Kerajinan Bambu Muntuk, Lestari Lintas Generasi

Sebagai salah satu tanaman yang tumbuh subur di Indonesia, bambu menjadi tumbuhan yang dapat diolah dan memiliki banyak kegunaan. Bambu dapat dikreasikan menjadi ragam kerajinan. Seperti yang dilakukan masyarakat di Kalurahan Muntuk, Kapanewon Dlingo, Kabupaten Bantul, yang dalam kesehariannya menggantungkan hidup dari kerajinan anyaman bambu. Di sini tanaman bambu dapat disulap menjadi aneka perabot rumah tangga hingga souvenir cinderamata.  

Slamet Riyanto, salah satu pengrajin bambu dari dusun Karangasem, Kalurahan Muntuk mengaku, telah melakoni usaha kerajinan bambu secara turun-temurun. Berangkat dari arahan sejumlah pihak dan permintaan para konsumen, dirinya berhasil menciptakan ragam variasi kerajinan bambu seperti tudung saji, rantang, box laundry, tas, tempat lampu, dan lain sebagainya.

“Dulu dari dinas terkait sempat minta agar membuat kerajinan bambu itu jangan hanya tampah atau tambir saja. Lalu ini akhirnya sekarang tudung saji ada, tempat buah, box laundry, tas-tas,” kata Slamet.

Sebagai pengrajin bambu, Slamet juga tak memungkiri jika dirinya dituntut untuk terus berinovasi seiring dengan permintaan para konsumen yang menginginkan berbagai model.

“Saya awalnya sering ikut event pameran. Dulu ikut juga JIFFINA (Jogja International Furniture and Craft Fair Indonesia). Dari hasil pameran ketemu buyer kemudian pesan itu cuma ngasih contoh gambarnya saja terus saya buat sampel dulu. Nanti kalau sampel sudah oke baru kita mulai produksinya,” ujar Slamet.

Tak kurang dari 15 juta ruppiah setiap bulannya omset yang diperoleh Slamet sebagai pengrajin bambu. Ia menuturkan jika kerajinan bambu di Muntuk telah dikenal dan dipasarkan ke berbagai daerah. Menurutnya, mayoritas masyarakat di Kalurahan Muntuk 90% bermata pencarian sebagai pengrajin bambu, dan hingga kini dalam satu dusun tak kurang dari 600 orang menggantungkan penghasilan dari kerajinan bambu. Dalam sebulan, ia bersama karyawannya dapat mengerjakan pesanan hingga lebih dari 500 buah kerajinan.

“Omset pesanan bisa sampai 500 buah sebulan. Tapi kalau seperti tudung saji itu bahkan 2000 lembar, karena hitungannya lembaran kalau tudung saji.

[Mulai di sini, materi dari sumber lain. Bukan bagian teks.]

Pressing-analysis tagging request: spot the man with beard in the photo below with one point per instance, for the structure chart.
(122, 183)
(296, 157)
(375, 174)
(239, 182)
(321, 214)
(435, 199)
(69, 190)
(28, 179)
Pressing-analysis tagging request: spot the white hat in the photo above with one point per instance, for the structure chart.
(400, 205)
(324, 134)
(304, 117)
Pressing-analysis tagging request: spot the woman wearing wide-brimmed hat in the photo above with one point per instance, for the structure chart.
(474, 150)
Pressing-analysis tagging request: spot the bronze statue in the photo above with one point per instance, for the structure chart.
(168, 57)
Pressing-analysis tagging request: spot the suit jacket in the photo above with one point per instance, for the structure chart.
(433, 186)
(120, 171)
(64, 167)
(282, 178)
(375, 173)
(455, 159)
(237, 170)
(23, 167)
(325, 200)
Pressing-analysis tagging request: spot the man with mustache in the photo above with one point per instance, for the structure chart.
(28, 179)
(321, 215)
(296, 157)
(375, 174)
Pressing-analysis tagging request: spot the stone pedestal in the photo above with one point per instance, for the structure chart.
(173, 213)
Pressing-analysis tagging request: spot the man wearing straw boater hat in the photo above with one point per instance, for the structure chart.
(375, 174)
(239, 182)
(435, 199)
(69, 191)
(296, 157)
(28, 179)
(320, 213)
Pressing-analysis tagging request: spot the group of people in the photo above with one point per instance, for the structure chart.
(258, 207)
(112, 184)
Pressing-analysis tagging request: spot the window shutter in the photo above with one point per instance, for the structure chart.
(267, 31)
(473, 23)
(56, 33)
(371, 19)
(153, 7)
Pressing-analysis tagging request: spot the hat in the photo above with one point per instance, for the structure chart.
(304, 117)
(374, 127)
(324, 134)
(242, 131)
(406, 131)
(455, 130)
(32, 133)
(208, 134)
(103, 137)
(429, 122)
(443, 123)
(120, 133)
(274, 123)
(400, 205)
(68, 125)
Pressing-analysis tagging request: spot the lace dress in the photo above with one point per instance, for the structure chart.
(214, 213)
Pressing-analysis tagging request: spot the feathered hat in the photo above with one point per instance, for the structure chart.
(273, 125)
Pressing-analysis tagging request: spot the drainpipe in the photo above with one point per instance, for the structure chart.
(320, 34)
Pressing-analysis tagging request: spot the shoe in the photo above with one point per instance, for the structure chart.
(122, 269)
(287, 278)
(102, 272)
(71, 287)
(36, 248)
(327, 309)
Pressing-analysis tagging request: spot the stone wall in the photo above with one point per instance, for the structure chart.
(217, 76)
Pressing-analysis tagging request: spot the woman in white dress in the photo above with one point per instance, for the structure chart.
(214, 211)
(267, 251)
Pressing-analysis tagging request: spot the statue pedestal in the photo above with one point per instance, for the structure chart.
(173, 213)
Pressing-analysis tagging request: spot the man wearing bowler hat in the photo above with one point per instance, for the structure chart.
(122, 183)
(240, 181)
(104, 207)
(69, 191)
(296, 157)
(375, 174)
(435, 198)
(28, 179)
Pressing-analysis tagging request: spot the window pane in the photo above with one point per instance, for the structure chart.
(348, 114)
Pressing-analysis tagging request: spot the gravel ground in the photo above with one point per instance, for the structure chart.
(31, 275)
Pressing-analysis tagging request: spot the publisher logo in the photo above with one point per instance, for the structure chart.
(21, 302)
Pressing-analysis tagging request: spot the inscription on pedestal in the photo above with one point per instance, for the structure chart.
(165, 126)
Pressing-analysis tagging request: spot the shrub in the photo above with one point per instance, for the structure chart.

Di sini ada beberapa pengepul, ada juga yang memasarkan sendiri. Kalau pengepul di sini ada tiga termasuk saya juga pengepul ya juga memasarkan sendiri,” jelasnya.

Salah satu keunikan dari kerajinan bambu yang dihasilkan Slamet dan para karyawannya ialah pada pewarnaan kerajinan bambu yang dihasilkannya berasal dari proses alami, bukan dari cat kimia. Warna kuning menyala itu dihasilkan dari hasil pengasapan produk selama beberapa waktu.

Slamet juga menjelaskan jika pesanannya sedang membludak, bahan baku ia datangkan dari beberapa wilayah lain seperti Gunungkidul hingga Kulon Progo.

“Kalau ekspor terlalu banyak dan bahan bakunya kurang kami mendatangkan bahan dari luar seperti Gunungkidul itu di Pathuk dan Kulon Progo. Kalau Bantul ambilnya di sekitar Pajangan,” terang Slamet.

Usaha kerajinan bambu yang dikelola oleh Slamet tak hanya sekadar meneruskan apa yang dikerjakan oleh nenek moyang. Ia juga berharap dari usaha ini, agar di wilayahnya tidak ada warga yang menganggur.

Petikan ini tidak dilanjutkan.